The 2011 Oregon Legislative Session ended Thursday, and the House co-governance model negotiated by the House Republicans and Democrats worked remarkably well.
Under Oregon’s 2011 House co-governance model, the 30/30 Republican / Democrat split resulted in equal power sharing in all House capacities including Co-Speakers of the House, Co-Chairs of Ways & Means and all other House committees. In addition to having co-chairs, every committee had an equal number of Republican and Democrat members.
All proposed legislation was assigned to a committee by mutual consent of the co-speakers, Bruce Hanna (R-Roseburg) and Arnie Roblan (D-Coos Bay). If the co-speakers could not agree on which committee to assign a bill, it was automatically assigned to the Rules Committee.
Once assigned to a committee, no bill could receive a public hearing or a work session unless it was approved by both co-chairs of that committee. Since committee co-chairs knew that they might eventually want a public hearing on a bill for one of their own members, most co-chairs were quick to allow a public hearing when requested by the other co-chairs.
Public hearings alone did not result in a bill becoming law. After a public hearing was held, a committee work session was needed for a bill to receive a committee’s vote. During a work session, if a majority of committee members voted in favor of a bill, it would either be moved to the Ways & Means Committee for financial considerations or it would move directly to the House floor for debate and a vote by the members of the House of Representatives. Once a bill received a majority vote in the House, it was then transferred to the Senate and the committee process would begin again. Several good House bills languished and died in Senate committees.
In the House, work sessions on bills were not allowed unless both committee co-chairs agreed that the bill under consideration should go forward and possibly become Oregon law. Thus, Oregon’s co-governance model gave each of the committee co-chairs “the power of NO.” As a result of this “power of NO,” most bad bills died in committee.
Some Democrats were of the opinion that tax increases were needed in these times of reduced revenue streams. The Republican co-chairs did not agree and the “power of NO” enabled them to ensure many proposed tax increase bills died in committee.
On a more positive note, common ground was found and mutual agreement was apparent in many instances. Committee co-chairs often agreed on bipartisan legislation that was enacted for the best interests of Oregon citizens. Thus, much was accomplished in the various House committees and many important bills were passed by House committees.

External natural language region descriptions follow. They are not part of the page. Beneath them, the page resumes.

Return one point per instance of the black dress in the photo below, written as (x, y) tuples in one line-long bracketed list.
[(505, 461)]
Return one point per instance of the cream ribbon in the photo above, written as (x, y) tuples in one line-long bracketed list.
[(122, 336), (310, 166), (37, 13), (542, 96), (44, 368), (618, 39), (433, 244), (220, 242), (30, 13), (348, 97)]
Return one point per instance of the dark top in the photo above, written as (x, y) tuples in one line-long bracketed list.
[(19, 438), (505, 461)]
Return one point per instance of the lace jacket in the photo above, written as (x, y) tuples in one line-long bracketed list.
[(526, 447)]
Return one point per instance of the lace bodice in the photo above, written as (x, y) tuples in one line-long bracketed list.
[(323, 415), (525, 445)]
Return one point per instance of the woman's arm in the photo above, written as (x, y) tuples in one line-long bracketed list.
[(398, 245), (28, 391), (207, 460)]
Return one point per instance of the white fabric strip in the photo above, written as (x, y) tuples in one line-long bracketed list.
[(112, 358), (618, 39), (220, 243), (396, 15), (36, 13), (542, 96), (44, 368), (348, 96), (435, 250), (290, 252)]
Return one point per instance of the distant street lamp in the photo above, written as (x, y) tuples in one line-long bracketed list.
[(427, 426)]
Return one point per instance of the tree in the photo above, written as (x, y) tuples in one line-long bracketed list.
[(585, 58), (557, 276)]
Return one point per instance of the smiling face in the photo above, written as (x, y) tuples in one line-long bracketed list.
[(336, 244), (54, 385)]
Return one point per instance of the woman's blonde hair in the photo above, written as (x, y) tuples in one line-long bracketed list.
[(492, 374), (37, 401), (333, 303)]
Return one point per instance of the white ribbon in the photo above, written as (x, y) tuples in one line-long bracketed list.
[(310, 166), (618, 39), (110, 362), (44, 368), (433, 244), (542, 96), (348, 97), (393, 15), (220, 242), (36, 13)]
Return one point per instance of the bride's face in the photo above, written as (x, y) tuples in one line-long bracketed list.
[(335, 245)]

As discussed in a previous newsletter, a key issue of contention was whether or not to approve the bonding for the Oregon Sustainability Center (OSC). All of the legislative leadership except for Co-Speaker Hanna and myself favored authorizing $37.5 million in long-term bonds for the OSC project. Co-Speaker Hanna and I asked for a presentation on the status of the project and confirmed that inadequate financial and project documentation existed to justify investing millions of dollars at this time. The OSC project was not approved at this time and the bonds required for its construction will not be authorized unless and until detailed questions about the Oregon Sustainability Center’s financial sustainability are answered.
Hopefully, the links above give sufficient information on the bad bills that failed and the good bills that passed during the 2011 legislative session. Oregon citizens can be proud of the professional manner in which both the Republicans and Democrat legislators conducted themselves during this year’s legislative session.
As the House Republican Co-Chair of the Ways & Means Committee I worked hard to promote sound economic principles while compromising again and again in order to reach agreement with the House and Senate Democrat co-chairs. A realistic revenue number was used as the starting point for our budget negotiations. A compromise figure of $460 million was left in the “Ending Balance” to provide a cushion in case Oregon’s upcoming economic forecasts are lower than expected.
Looking back on this session, it is worth noting that the first major budget passed was $5.7 billion for K-12 schools. For the first time in more than a decade, the K-12 budget was passed in April, which enabled school districts to plan accordingly for the next school year. Usually the K-12 budget is held back and used as an end-of-session political pawn.
Now, nearly six months after I moved to Salem and drove nearly four hours each way to get home for the past 25 weekends, this legislative session has finally concluded.
Under the circumstances, the session went as well as could be expected. The co-governance model was a success. The budget has been balanced and the work of the Legislature has been completed. It has been an honor to represent you, wherever you live in Oregon, as a state legislator and one of the Co-Chairs of Ways and Means.